The US remains the key market for inward investment and was responsible for more than half of the new industrial projects.

IDA Ireland, which has a staff of about 240 and 17 overseas offices, paid £93 million in grants last year, compared to £73 million in 1993, and had administration costs of £15 million. According to Mr McGowan, the agency has already signed agreements for next year which commit £100 million in state funds to new investment projects.

Despite the record year, Mr McGowan has warned that other European countries are becoming more competitive at attracting inward investment, and that huge projects with thousands of jobs are now much harder to win.

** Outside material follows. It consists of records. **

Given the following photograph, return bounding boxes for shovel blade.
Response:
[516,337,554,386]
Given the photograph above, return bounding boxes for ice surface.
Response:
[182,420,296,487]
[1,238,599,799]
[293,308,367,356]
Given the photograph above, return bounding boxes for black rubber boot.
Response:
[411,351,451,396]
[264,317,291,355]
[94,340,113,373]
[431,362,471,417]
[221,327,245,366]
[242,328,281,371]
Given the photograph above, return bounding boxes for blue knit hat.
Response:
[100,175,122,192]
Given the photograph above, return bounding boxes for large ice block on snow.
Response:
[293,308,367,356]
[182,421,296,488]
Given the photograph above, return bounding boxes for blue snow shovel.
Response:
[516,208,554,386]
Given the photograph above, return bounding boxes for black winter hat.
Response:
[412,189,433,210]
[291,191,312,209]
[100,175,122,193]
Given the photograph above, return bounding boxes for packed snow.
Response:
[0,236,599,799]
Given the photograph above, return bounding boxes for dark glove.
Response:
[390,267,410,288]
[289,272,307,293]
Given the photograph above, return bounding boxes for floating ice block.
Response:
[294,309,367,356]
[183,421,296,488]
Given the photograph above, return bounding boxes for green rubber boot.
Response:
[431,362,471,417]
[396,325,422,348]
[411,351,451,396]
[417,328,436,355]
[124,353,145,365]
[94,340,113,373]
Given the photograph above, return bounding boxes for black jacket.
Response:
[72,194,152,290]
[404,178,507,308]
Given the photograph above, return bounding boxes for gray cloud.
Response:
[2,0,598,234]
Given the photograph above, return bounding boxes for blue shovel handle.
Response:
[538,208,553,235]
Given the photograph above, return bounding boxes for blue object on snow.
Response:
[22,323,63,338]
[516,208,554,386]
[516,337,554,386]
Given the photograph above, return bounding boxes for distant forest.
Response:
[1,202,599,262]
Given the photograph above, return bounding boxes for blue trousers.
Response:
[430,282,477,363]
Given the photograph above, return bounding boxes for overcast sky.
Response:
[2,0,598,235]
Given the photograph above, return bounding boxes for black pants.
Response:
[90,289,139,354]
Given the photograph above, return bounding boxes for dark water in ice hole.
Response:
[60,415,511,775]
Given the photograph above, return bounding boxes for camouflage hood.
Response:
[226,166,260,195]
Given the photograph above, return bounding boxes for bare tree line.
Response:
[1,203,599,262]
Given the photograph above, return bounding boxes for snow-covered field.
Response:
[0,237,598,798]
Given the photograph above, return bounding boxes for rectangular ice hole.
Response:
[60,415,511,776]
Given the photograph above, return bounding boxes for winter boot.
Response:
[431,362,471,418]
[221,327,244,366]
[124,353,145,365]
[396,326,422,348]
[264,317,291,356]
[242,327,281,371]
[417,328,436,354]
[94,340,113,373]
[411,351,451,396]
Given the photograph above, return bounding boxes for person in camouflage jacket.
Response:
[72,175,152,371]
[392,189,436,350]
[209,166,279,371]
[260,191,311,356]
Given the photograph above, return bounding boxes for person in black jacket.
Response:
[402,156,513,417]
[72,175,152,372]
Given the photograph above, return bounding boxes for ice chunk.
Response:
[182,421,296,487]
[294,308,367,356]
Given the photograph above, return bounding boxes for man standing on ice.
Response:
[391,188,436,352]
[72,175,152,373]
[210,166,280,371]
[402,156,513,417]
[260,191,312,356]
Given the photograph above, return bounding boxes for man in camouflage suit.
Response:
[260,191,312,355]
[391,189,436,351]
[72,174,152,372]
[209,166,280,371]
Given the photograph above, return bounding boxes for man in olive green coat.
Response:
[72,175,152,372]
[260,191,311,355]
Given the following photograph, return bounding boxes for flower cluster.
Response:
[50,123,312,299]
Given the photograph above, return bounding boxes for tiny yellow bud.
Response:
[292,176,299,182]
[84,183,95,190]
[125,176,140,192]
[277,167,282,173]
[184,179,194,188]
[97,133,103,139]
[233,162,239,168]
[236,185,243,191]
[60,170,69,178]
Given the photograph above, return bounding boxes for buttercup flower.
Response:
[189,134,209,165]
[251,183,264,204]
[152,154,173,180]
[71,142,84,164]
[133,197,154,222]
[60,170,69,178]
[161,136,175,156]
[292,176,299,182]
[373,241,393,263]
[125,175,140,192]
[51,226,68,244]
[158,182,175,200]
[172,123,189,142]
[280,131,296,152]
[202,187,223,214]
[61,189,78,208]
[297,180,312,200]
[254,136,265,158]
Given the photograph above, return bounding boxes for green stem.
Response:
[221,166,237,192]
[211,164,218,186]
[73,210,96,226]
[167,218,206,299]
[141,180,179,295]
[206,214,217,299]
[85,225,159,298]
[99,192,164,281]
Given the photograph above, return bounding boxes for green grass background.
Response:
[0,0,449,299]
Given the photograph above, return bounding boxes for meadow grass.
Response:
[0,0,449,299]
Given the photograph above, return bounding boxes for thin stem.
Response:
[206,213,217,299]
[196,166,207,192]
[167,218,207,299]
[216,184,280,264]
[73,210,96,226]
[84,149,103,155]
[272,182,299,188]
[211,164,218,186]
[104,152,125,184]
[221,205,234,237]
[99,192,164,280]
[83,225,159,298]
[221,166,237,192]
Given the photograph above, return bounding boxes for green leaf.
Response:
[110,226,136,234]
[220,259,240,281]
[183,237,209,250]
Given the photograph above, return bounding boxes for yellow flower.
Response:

He also noted that increasingly large companies want to locate near centres of population. This desire is reflected in the spread of investment last year as the IDA's east region accounted for almost 6,000 of the 11,500 jobs created by foreign firms.

Mr McGowan said that although the preference of large companies for locating near cities was hard on rural areas they could compete for medium and smaller sized projects.

The growth in new full time jobs was matched by a 30 per cent expansion in the number of contract and part time positions created by foreign companies.

More than 11,000 contract and part time staff are now employed in the IDA backed sector an increase of 2,500 on this time last year.

Foreign owned companies paid an estimated £450 million in corporation tax last year, which is equivalent to one third of the entire corporation tax take. Spending in the Irish economy by overseas companies rose by 6 per cent to £5.15 billion.

Mr McGowan's optimism for this year's performance is based on a series of major inward investments agreed last year. These included Intel's 2,000 new jobs, Hewlett Packard 1,015 new jobs, and the 1,000 jobs promised by American Power Conversion.

The continuing buoyancy in the international technology sector is the main reason for the current growth. Industry analysts expect this expansion to continue for about 18 months, providing IDA Ireland with another three years of healthy figures.

The agency is also continuing to secure projects in the growing area of internationally traded services. This sector is expected to become increasingly more important in the later part of the decade.